ŞİİR, YAŞAM VE SÖZCÜKLER (*)

Size büyük bir onur sunulduğunda söylemeniz gereken sözler hem düşüncenin süzgecinden geçmeli, hem duygunun terazisinde tartılmalı, hem beğeninin imbiğinde damıtılmalı, hem imgelemle beslenmeli ve bütün bunlarla birlikte de tümüyle içtenlikli olmalıdır...

Böylece şiiri de tanımlamaya yaklaşabildiğimi düşünüyorum...
Bu özelliklerden herhangi birine sahip oluş, bir söz ya da yazı ürününü şiir olarak adlandırmaya yetebilir... Fakat öyle sanıyorum ki şiirin her gerçek işçisi, kendisine şair olmak onuru ve sorumluluğu verilmiş kişi , daha üstün, daha derin, daha farklı bir ustalık düzeyine özenmiştir, özenmelidir de...
Bir gün bir yerde, şairliğin meslek değil yazgı olduğunu işitmiş ya da okumuştum... Kendi yaşamım ve deneyimlerim bana bunun gerçekliğini kanıtlıyor...

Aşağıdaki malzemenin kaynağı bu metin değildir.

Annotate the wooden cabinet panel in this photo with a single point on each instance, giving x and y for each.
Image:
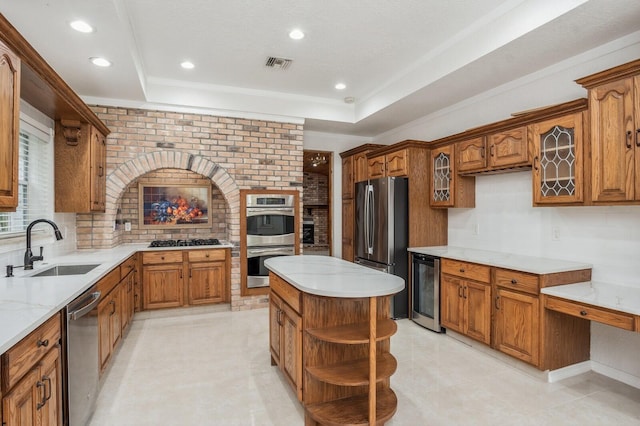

Bununla, soya çekim, kalıtım, yetenek gibi, yaşamın ve yaratıcılığın hiçbir alanında yadsınamayacak gerçeklerden çok; bir yazgıyı kabul etmek, hak etmek ve taşıyabilmek erdeminden söz ediyorum... Yeteneğin parıltısını yadsımamakla birlikte, çalışkanlığın, içtenliğin ve kibirsiz olmanın erdemine her zaman daha çok değer verdim... Yetenek bize kalıtımsal olarak gelen bir eğilimdir...Böyle bir özelliğe sahip olmaktan kendimize bir övgü payı çıkarmamız anlamsızdır... İnsan tekinin ve insanlığın yazgısını yaratan ve yönlendiren ise bilinçli emektir... Böyle bir çabanın gerektirdiği güçlükleri, sıkıntıları, çileleri göğüsleyip yapıta dönüştürebilmektir... Yazgıyı kabul etmek, hak etmek ve taşıyabilmek derken söylemek istediğim buydu...

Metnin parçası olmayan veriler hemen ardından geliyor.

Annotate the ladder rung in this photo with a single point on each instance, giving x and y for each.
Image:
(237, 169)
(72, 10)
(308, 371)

Şair olmayı kendi ana dilimin ve gelmiş geçmiş bütün dillerin şiir ustalarına ,şiire emek vermiş herkese karşı hem bir sorumluluk, hem bir sevgi ve saygı bağı olarak, diyebilirim ki bir kan bağı gibi duyumsuyorum... Şiir ana dilde bir derinleşme, aynı zamanda da insanlığın ortak dilidir... Onu ne sadece sözcüklere, ne sadece ses,kurgu, mecaz ya da imgeye, ne sadece düşünce ya da duyguya indirgeyebiliriz... Bütün bunların toplamı ve böylece de basit bir toplama işleminin sonucundan çok daha fazla bir şeydir...

Çünkü bütün bunları birleştiren harç, maya, töz, öz su, yaşamın kendisidir...

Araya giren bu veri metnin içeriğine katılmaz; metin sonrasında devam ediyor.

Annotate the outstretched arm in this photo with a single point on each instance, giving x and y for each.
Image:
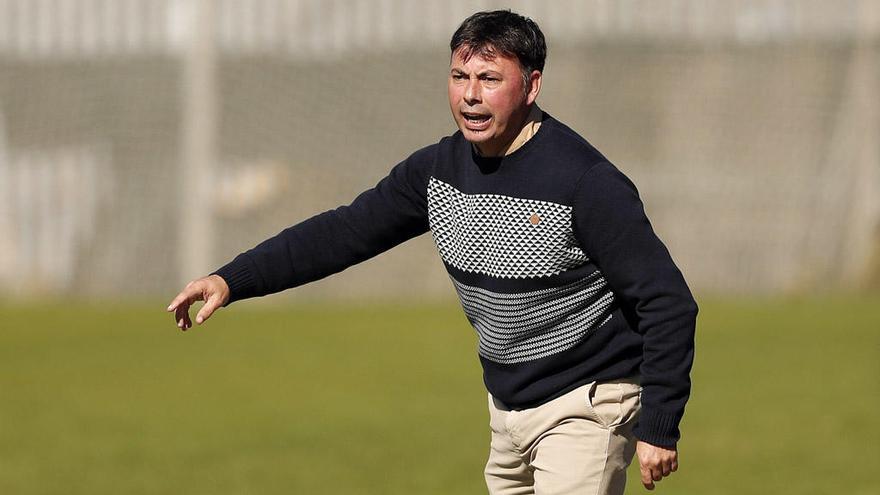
(211, 289)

Sözcükler ne sadece araç, ne de amaçtır... Amaç, yaşamı kirinden, pasından arındırmak,
onu anlamlı, yaşanır , yaşanası kılmaktır...

Yaşam, yaşamlarımız, yalanla, kötülükle, baskıyla, zulümle, cinayetle, bozulmuş,kirletilmiş,
yaralanmış ve tümüyle bir yok oluş uçurumunun eşiğine getirilmişse ve tek savunu aracımız
sözcüklerimizse eğer, insan oluşumuzun değerlerini savunabilmek için onları daha büyük bir sorumluluk,bilinç ve duyarlılıkla kullanmamız gerekiyor demektir...

Beni böyle bir sorumluluğu taşımakla ödüllendiren yazgıma, dostlarıma ve okurlarıma teşekkürlerimle...
(*)“2003 Dünya Şiir Günü Bildirisi”. Uluslararası PEN Kulüpleri Federasyonu Türkiye Merkezince 21 Mart 2003 tarihinde düzenlenen “Dünya Şiir Günü Büyük Ödülü” töreni sırasında okunmuştur.